Als eines lässt sich Deutschland also auch 76 Jahre nach der Befreiung von der nationalsozialistischen Herrschaft mit Sicherheit nicht bezeichnen: Frei von Nazis - Entnazifiziert.

Auch der grausamste Baustein der nationalsozialistischen Ideologie hat die Befreiung überdauert: Antisemitismus zieht sich nach wie vor durch das Gedankengut und die Taten von großen Teilen der Geselschaft. Bildung und Aufklärung dazu finden wenig statt. Das zeigt sich nicht zuletzt an Fällen wie Jana aus Kassel, die sich und ihren Protest mit antisemtischen Verschwörer*innen für eine Tat hält, die mit der Widerstandsgruppe um Sophie Scholl im dritten Reich vergleichbar ist. Wer auf einer Demonstration spricht und gleichzeitig denkt, in dem Maße poltisch verfolgt zu sein, wie es die Opfer der Nationalsozialistinnen und Nationalsozialisten in Deutschland während Hitlers Herrschaft waren, hat jeglichen Realitätssinn verloren. Noch schlimmer ist aber, dass solche Aussagen im Ergebnis die Verbrechen der nationalsozialistischen Terrorherrschaft verharmlosen. Jana aus Kassel ist leider nur ein Beispiel für den Antisemitismus aus Reihen der Querdenker*innen, die heute gegen Vernunft und Solidarität auf die Straßen gehen.

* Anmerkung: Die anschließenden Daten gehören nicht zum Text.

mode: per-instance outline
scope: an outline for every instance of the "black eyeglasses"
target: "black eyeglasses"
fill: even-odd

Daneben sehen wir den parlamentarischen Arm, den die Wissenschaftsfeind*innen an ihrer Seite wissen. Mit der AfD sitzt eine faschistische und antisemitische Partei im Bundestag und in allen Landesparlamenten. Nicht, weil die Leute durch geschickte Manöver der Partei getäuscht werden und deren Verfassungsfeindlichkeit nicht kennen. Die AfD wird gewählt, weil sie verfassungsfeindlich ist. Diese Erkenntnis ist wichtig, um sich von der Wiederholung des Märchens der Unwissenden zu lösen, die ohne eigenes Zutun, ohne eigene Schuld unter die Herrschaft von Faschist*innen geraten sind.

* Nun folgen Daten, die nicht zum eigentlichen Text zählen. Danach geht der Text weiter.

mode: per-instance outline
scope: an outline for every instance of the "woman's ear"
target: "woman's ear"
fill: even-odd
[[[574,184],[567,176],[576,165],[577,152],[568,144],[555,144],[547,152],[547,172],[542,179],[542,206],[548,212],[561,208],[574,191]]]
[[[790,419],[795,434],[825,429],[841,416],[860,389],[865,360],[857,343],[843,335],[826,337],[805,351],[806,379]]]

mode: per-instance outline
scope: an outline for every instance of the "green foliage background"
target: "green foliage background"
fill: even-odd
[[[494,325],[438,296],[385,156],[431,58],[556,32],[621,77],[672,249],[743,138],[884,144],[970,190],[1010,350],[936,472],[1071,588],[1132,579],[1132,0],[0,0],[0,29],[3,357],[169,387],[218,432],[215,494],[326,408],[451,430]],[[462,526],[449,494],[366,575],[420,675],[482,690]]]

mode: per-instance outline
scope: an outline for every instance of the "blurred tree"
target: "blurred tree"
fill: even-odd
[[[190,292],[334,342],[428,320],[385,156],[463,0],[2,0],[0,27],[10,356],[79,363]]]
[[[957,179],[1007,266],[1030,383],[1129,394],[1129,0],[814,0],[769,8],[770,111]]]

Doch leider ist der Wille, Wähler*innen des Faschismus an sich zu binden, nicht nur in der AfD vorhanden. Die CDU beweist mit der Nominierung von Hans Georg Maaßen, Ex-Verfassungsschutzpräsident, Schützer von Rechten und notorischer Lügner, dass sie gewillt ist Politik der AfD zu machen, um die AfD überflüssig zu machen. Auch hierin zeigt sich: Denjenigen, die sich selbst als Mitte bezeichnen ist selten zu trauen. Meistens sind sie im besten Fall Opportunist*innen, die Antifaschismus über Bord werfen, sobald es en vogue ist.


Um das Alles aufzuarbeiten sind Hochschulen ein guter Ort. Der Ort, an dem Erkentnisse zusammengetragen werden, um gesellschaftliche Zusammenhänge zu begreifen und so strukturelle Schwachstellen zu erkennen. Er scheint wie geschaffen, den Kampf gegen den Faschismus mitzuführen. Und doch waren es Studierende, die den Kampf der Nazis mitgetragen und sich begeistert der verbrecherischen Ideologie angeschlossen haben. Studierende waren es, die Wissen und Kunst in Form von Büchern verbannt haben.

Insofern ist es an uns, den Kampf gegen Faschismus in Selbstreflexion und im eigenen Umfeld zu führen. Nie wieder!